Now the mediators, and specifically the European Union, are trying to propitiate Israel’s withdrawal from the Palestinian cities occupied in recent months and to halt any further Israeli colonial settlements in Palestinian territory. But that would be to return to the talks in 2000, before the Intifada.
This is the tunnel I was talking about. They are now talking about returning to the situation prior to September 28, 2000, but who’s going to compensate for all the destruction that has taken place since then. Who is going to mend the human and political wounds inflicted since? We do not have to return to that date, we must return to the partition plan of 1947, we must return to Resolution 242 that obliges Israel to retreat from the territories it occupied in ’67, and we must also return to Resolution 181 of November 29, 1947, which divides Palestine into two states. The world accepted the Israeli part, but the Palestinian part has never been resolved. It would be easy if a genuine will existed.
Starting from now, there is a proposal to form a quartet of the European Union, the United States, Russia and the United Nations to mediate in the conflict.
Starting now, starting yesterday, 10 years ago. Why must we continue looking for initiatives when everything is in place? The only thing that needs to be done is to establish a mechanism with the motto “let us respect international law,” which calls for the creation of the Palestinian state. In order to create that state a plan is needed, a working agenda that the international community will respect and defend. Looking for new plans and initiatives is a waste of time, is more aggression for Palestinians and more reaction from Palestinians, more suicides, more bombs and more deaths on both sides. . . .
What would happen if the Palestinian response were to cease for a moment, simply to see how Israel would act?

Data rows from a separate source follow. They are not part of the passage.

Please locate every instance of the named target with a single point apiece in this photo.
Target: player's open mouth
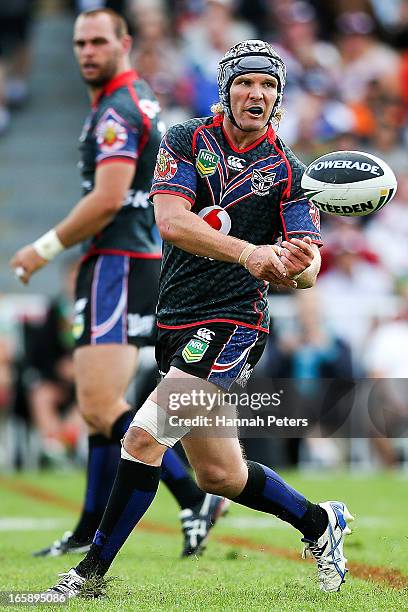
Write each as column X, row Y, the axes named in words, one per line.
column 255, row 111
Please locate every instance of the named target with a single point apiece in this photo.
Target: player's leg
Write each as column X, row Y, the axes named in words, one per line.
column 143, row 283
column 105, row 361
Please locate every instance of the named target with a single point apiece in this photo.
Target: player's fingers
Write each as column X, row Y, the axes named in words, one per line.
column 277, row 266
column 280, row 282
column 295, row 255
column 300, row 244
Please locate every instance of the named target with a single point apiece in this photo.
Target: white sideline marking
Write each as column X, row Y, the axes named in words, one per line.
column 21, row 523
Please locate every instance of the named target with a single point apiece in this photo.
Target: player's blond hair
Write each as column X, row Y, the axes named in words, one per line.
column 120, row 26
column 218, row 109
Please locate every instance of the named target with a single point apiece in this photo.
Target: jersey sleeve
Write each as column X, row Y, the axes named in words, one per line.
column 175, row 172
column 116, row 138
column 300, row 217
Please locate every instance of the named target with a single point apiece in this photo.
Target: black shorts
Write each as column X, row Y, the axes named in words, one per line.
column 115, row 301
column 222, row 353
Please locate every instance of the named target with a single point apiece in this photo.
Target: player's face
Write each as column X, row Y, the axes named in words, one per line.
column 97, row 48
column 252, row 97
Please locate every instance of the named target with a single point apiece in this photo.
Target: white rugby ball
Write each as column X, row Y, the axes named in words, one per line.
column 349, row 183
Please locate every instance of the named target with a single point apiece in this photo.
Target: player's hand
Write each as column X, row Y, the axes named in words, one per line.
column 25, row 262
column 296, row 255
column 264, row 263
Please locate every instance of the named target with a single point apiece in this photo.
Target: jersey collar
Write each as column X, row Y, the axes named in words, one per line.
column 120, row 80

No, I would like to ask: why don’t we test it out by withdrawing the Israeli troops from Palestinian territory, test out when they are going to give us all the money stolen from our government in order to use it to solve our people’s problems. It’s not simply having Palestinians test it out, when it is well known that any action is followed by reaction. The problem is the occupation and there is no partial or complete solution until the Israeli troops withdraw. There isn’t going to be any peace and tranquility in the Middle East if the Palestinians cannot enjoy their rights.
Here, this must be brought to the attention of all humanity: in the previous Intifadas of ’87 and ’93 the most Palestinians did was throw stones. Those children who were seven in ’87 and ’93 are now immolating themselves. What are those who are children now going to do in 10 years after seeing what has occurred from 2000 to date? The world has to open its eyes and think hard on this issue. The world has to take urgent measures and think of the reaction that will be produced in 10 years. What authority will be able to control those young people? It's a very complicated and worrying question. The sooner a solution is found for the Palestinian people, the sooner there will be well-being for the entire international community.